Preparing documents for best results
Small preparation steps improve accuracy and speed:
- Convert scanned images to searchable PDFs (OCR) before comparing. Draftable needs selectable text to detect changes accurately.
- Use the original, unredacted files when possible. Redactions or flattened edits can obscure changes.
- Trim extraneous sections (cover pages, appendices) if they’re not relevant to the comparison to reduce noise.
- Ensure both files use the same language settings and character encoding to avoid false positives.
Step-by-step: Basic comparison workflow
- Open Draftable Compare (web or desktop application).
- Upload the “original” document into the left pane and the “revised” document into the right pane.
- Wait a few seconds while Draftable processes and aligns the texts.
- Scan the color-coded highlights: additions, deletions, and modified text.
- Use navigation controls (next/previous change) to move through changes efficiently.
- Export a comparison report (PDF or Word) if you need to share the results or archive them.
Practical tip: When comparing very long documents, jump directly to sections using the table of contents or the change summary (if available) rather than scrolling.
Interpreting Draftable’s highlights
Draftable’s visual cues are designed to be intuitive; here’s how to read them quickly:
- Additions are marked in one color—scan those to see what’s newly inserted.
- Deletions are marked in another color—verify whether removed content should be restored.
- Modified text shows where wording changed; sometimes a single word change can alter legal meaning.
- Formatting-only differences may be shown separately or de-emphasized depending on settings—use this to skip cosmetic edits when reviewing meaning.
Action-oriented approach: First focus on added/removed substantive clauses, then review modified wording, and finally skim formatting differences only if presentation matters.
Advanced features and settings to speed review
- Ignore whitespace and capitalization: Turn on if you only care about meaningful wording changes.
- Filter by change type: Focus on insertions or deletions first.
- Side-by-side synced scrolling: Keeps corresponding sections aligned as you read.
- Change summary/export: Produces a list of changes you can use to brief stakeholders.
- Compare PDFs to Word: Useful when one party submits a PDF and another submits an editable draft.
Example workflow for legal review: enable “ignore formatting” to surface substantive clause changes, export a change summary, and create a redline-ready document for your negotiating team.
Collaborative review tips
- Use exported comparison reports for shared review—attorneys and non-technical stakeholders often prefer a single annotated PDF.
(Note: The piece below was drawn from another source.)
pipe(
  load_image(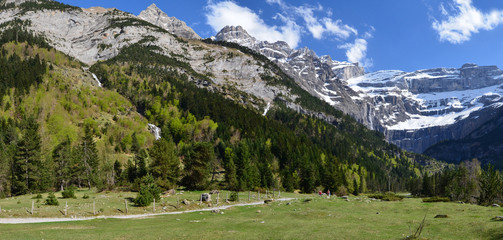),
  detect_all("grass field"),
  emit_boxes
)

- Combine Draftable with version control: label drafts clearly (e.g., Contract_v3_client.docx vs Contract_v3_redline.docx) to avoid comparing the wrong files.
- When multiple reviewers produce edits, compare each reviewer’s version to a single baseline to track who introduced what change.
Common pitfalls and how to avoid them
- False negatives from scanned PDFs: Always OCR scanned documents first.
- Comparing incorrect file versions: Confirm file metadata (timestamps, version names) before running comparisons.
- Overlooking formatting impact: Some cosmetic changes can have functional consequences (e.g., bolded warranty terms); scan formatting changes if they affect meaning.
When Draftable Compare isn’t enough
Draftable is excellent for text and simple formatting changes, but consider additional tools or steps when:
- You need semantic analysis (meaning-level comparisons or paraphrase detection).
- Changes are embedded in images, charts, or handwritten notes—use OCR or manual inspection.
- You need automated contract clause extraction or natural-language obligation tracking—combine Draftable output with contract analytics platforms.
Quick checklist to spot changes faster
- Convert scans to searchable PDFs (OCR).
- Use original editable files when possible.
- Turn on filters to ignore formatting when necessary.
- Navigate via change summary, not scrolling.
- Export and share annotated comparison reports.
Closing notes
Using Draftable Compare effectively is mostly about preparing good inputs, focusing on substantive changes first, and leveraging filters and exports to speed collaborative review. With these habits you’ll reduce review time and increase confidence that no important change slipped through.